I don’t mean to sound Dickensian about it all. Honestly I had a mostly pleasant and uneventful childhood and I accept that everybody’s decisions were logical and without malice. My adoptive parents assuredly loved me and I them. The grating thing is that the adoptee’s feelings or needs are never allowed first consideration, if they are allowed any consideration at all, and the birth family even less so. I had no participation in the decisions surrounding my adoption and was never given an opportunity to form an opinion, let alone have my needs considered, particularly should they be in conflict with anyone else’s. Even now, at 50 years old, I am to discard my own feelings about the situation in favor of everyone else’s. Even with my adoptive parents dead and gone, their feelings have precedence over mine. It is all well and good to support the accepted narrative, but if it were so cut and dried then why do most adoptees seek their birth families, and why do most birth families desire reunion? You say that my father gave me genes as if it was inconsequential, and yet I see now that I am far more like my birth parents than I ever was like my adoptive parents. You can’t imagine my relief in finding the many, many traits I have that were wholly unlike anyone in my family (my writing, my art, my interest in the arts generally) that have parallels in my biological parents. I never suspected I was adopted, but I also spent most of my life feeling like I just didn’t fit in and my interests and abilities were merely tolerated. I always ascribed that to the age difference, but I think the real reason is clear now.

As far as what effect my birth parents finding me might have had on my teen self, I don’t think it would have been bad and it would likely have been particularly good if they had been an influence to tell me it was good to want to develop myself, but it seems a waste of time and inviting more irreconcilable angst to think too much about it. I’ve given the matter of not being told a great deal of thought and my conclusion is that my parents should have told me (and my adopted brother) when we became adults. I think it is so strange that we can accept our innate ability to love multiples – children, siblings, cousins – but somehow it is believed that we are incapable of loving two mothers and two fathers. It feels to me like possessiveness in the truest sense of the word, of the individual themselves but even more of one’s position as “mother” or “father” – the only relationship in life that is expected to be so permanently singular. It seems to me that our discomfort bespeaks our inherent understanding that the accepted social narrative is very, very wrong.
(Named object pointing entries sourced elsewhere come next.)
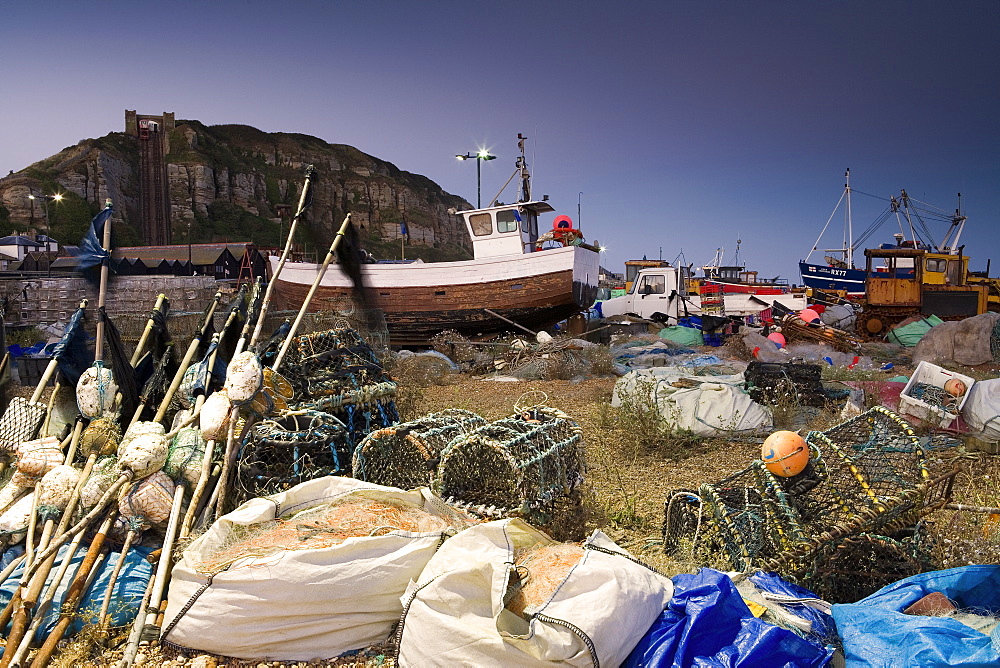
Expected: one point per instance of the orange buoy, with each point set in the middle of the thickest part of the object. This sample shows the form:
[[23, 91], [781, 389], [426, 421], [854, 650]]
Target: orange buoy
[[955, 387], [809, 315], [785, 453]]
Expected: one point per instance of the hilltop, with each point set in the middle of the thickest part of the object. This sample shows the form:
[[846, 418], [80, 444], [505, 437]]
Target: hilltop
[[230, 183]]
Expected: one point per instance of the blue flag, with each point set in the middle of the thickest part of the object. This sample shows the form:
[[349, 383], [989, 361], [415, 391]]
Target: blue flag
[[92, 253]]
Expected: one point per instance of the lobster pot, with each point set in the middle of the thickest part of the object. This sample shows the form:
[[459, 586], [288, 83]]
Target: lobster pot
[[773, 382], [20, 422], [36, 458], [281, 453], [14, 521], [753, 515], [337, 372], [344, 587], [405, 455], [471, 605], [844, 527], [520, 465], [185, 457], [148, 502]]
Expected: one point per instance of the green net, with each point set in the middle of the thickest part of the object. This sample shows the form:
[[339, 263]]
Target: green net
[[858, 502], [406, 455]]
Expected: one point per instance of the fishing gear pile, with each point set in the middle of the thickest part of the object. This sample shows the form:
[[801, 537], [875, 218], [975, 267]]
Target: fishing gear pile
[[341, 394], [528, 465], [406, 455], [844, 525]]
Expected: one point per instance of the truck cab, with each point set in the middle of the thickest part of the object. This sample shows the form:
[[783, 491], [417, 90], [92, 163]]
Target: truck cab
[[655, 290]]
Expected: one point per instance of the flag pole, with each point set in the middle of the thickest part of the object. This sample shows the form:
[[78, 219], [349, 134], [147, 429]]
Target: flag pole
[[103, 290]]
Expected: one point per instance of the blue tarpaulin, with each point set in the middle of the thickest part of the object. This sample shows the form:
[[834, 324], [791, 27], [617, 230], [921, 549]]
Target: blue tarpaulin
[[707, 623], [876, 633], [130, 587]]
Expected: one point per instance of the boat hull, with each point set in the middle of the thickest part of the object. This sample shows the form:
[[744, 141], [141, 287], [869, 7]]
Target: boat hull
[[535, 290], [824, 277]]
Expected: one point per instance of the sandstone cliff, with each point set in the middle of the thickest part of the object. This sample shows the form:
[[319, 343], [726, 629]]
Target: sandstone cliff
[[234, 182]]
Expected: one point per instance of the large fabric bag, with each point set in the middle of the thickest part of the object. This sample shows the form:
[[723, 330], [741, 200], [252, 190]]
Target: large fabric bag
[[299, 604], [455, 614]]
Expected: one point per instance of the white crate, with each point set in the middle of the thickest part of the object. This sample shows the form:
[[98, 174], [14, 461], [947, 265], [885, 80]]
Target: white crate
[[932, 375]]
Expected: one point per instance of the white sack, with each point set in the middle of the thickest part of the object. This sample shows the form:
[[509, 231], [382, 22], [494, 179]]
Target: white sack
[[455, 614], [962, 341], [982, 409], [300, 605], [717, 405]]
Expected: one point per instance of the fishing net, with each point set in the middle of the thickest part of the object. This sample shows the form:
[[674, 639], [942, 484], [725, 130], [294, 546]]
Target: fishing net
[[528, 465], [282, 452], [538, 571], [339, 313], [406, 455], [775, 383], [337, 372], [866, 477], [319, 527], [20, 422]]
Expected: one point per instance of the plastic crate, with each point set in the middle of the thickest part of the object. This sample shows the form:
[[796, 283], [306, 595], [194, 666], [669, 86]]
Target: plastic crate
[[932, 374]]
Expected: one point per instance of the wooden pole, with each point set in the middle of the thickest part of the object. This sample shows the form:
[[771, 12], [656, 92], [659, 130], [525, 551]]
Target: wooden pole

One of the experiences that I think is particular to the LDA is the sudden change in the understanding of where one fits in the complex web of relationships that surrounds every person and also the relationship with each individual – relationships that outside the adoption world develop naturally over lifetimes, but inside the adoption world the development is temporally skewed. I feel a deep connection to my mother and brothers, but really we are still almost complete strangers. I want so much not to feel like that.

I feel like I’m just plunking myself down at the dinner table uninvited and expecting to be served. There’s not really even a place set for me. I’ve brought my own best dish for the pot luck but only my mother has taken a full serving of it. My brothers and grand-uncle have taken a taste and seem appreciative and wanting seconds. The rest of the family just eyes me warily. Some of them still don’t even know I’m sitting at the table, and others know but are not ready to nod my way. I see the dishes being passed around but none get handed to me. I’ve snatched a taste off of a few of them as they pass, but feel guilty and greedy for doing it. I know I should wait politely for an invitation to sit down, but I can’t seem to do that.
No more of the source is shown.